Frozen is an absolutely beautiful movie. It made me wish I was able to sit through 3-D because the effects they used to make everything freeze over must have been a spectacular sight to see in three dimensions. The music is so good. The characters are likeable and fun. The story is great. The backdrops are gorgeous. I have zero complaints, honestly. Casey was kind of getting frustrated that it took so long for Olaf the snowman to show up but other than that, he was sold from start to finish. From a grown male standpoint, Husband said this movie was "pretty girly" but he laughed aloud on several occasions.
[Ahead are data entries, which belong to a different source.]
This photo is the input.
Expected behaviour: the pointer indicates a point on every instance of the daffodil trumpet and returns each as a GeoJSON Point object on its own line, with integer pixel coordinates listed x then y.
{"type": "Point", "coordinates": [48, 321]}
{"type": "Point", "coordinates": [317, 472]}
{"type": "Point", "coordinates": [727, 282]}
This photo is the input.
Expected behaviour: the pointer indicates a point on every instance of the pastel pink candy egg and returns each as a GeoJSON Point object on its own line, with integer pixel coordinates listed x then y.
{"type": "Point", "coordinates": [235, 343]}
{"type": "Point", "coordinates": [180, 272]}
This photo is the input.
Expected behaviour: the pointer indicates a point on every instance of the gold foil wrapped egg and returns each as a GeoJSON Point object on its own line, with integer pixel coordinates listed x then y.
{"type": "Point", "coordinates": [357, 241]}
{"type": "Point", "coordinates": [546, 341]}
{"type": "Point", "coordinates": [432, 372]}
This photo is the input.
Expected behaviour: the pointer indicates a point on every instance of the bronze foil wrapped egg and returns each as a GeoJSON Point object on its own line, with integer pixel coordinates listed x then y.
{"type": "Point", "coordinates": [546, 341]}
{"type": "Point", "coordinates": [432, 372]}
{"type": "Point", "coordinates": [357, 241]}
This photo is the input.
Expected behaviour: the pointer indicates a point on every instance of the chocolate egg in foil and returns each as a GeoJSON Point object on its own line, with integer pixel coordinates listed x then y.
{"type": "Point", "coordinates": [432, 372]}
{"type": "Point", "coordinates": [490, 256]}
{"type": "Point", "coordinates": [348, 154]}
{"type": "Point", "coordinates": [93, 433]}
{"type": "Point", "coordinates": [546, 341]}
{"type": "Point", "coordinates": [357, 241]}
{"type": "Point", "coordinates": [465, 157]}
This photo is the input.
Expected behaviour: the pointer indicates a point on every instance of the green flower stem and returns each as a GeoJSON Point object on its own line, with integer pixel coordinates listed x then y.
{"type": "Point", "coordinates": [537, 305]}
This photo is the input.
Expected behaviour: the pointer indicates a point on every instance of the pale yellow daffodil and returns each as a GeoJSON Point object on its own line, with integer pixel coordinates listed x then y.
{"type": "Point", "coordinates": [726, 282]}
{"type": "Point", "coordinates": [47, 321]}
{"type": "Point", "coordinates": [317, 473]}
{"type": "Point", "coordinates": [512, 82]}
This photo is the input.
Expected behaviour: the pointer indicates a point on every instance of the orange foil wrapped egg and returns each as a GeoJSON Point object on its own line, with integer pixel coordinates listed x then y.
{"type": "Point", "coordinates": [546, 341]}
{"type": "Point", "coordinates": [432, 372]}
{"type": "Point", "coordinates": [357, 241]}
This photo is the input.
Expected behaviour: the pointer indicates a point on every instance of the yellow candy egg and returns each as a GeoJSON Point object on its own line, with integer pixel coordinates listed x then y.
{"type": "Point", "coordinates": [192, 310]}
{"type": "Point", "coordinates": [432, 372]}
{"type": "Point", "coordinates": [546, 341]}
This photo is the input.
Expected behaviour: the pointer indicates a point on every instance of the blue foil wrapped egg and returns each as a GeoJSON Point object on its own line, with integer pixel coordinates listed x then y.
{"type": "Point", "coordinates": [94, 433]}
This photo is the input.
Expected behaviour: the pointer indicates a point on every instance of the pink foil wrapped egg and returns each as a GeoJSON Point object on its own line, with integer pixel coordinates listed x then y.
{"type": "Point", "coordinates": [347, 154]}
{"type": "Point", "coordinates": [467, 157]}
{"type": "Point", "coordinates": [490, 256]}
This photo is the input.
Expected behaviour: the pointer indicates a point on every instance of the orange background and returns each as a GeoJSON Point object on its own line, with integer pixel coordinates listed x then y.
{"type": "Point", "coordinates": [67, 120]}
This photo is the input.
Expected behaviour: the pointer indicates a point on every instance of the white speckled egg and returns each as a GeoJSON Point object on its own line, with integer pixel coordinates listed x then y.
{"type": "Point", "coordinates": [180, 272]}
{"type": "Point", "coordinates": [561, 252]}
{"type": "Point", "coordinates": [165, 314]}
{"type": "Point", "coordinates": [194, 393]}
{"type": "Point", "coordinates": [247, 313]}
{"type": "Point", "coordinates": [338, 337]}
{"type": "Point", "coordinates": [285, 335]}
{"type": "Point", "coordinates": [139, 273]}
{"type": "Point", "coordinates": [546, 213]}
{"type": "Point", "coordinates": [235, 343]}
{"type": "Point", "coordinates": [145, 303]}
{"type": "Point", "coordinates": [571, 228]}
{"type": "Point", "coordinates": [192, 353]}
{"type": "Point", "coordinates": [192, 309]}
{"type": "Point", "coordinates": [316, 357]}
A fantastic movie for the whole family, princess or otherwise.

12.11.2013

30 Down, 10 to Go

This picture made me laugh. Look at that belly. Too much. I weighed in at 219.2 this morning. Still no gain. Baby is about 15" and 3 pounds, about the size of a large cabbage.
I went to see my OBGYN on Monday and he said everything looks like it's coming along just great. I asked him if my grief lately was screwing her up and he didn't think so but he'd be more than willing to refer me to someone if I needed professional help. I also told him about my root canal and he totally ok'd Vicodin which was very nice of him. Even wrote the prescription for it. When I told him I'd try not to take all 20 at once he told me I had good material. The root canal was completed yesterday and she sure was busy during it. I had my mouth open and she'd kick and it would force an involuntary gasp from me that the endodontist must have found highly amusing. Being pregnant kind of makes your mucus membranes swell up so breathing out of my nose while on my back was not an option. Talk about sexy.
Over the weekend I had kind of wondered aloud to Husband if it was normal that this baby kicked and moved so much. He turned to Google and it said that later-born children have a little more room and longer umbilical cords to play with. Who knew? She is also very much affected by anxiety - which I have plenty to spare - and stress that accompanies most pregnancies of working mothers so that causes her to be more active. And there you have it.

12.10.2013

In Memory of My Dad

Our local paper ran this wee blurb today and it sure touched my heart:

Doug M. donated to Bellringer this year in memory of his friend Douglas B., who had a story and good joke to tell at every occasion.The Ventura man met Douglas B. when they were in Kiwanis together about 30 years ago. The two often played poker at the Player’s Casino in Ventura. Douglas B., 66, was a lifelong Dodger fan and owner and salesman at QPS in Oxnard. He loved his vendors and customers and never drew attention to himself, especially when he came down with Parkinson’s disease, Doug M. said. Despite his health issues, Douglas B. was considerate to everyone and strove to bring happiness to those around him, Doug M. said. “There’s not too many people in the world like him. He always had a positive attitude,” Doug M. said.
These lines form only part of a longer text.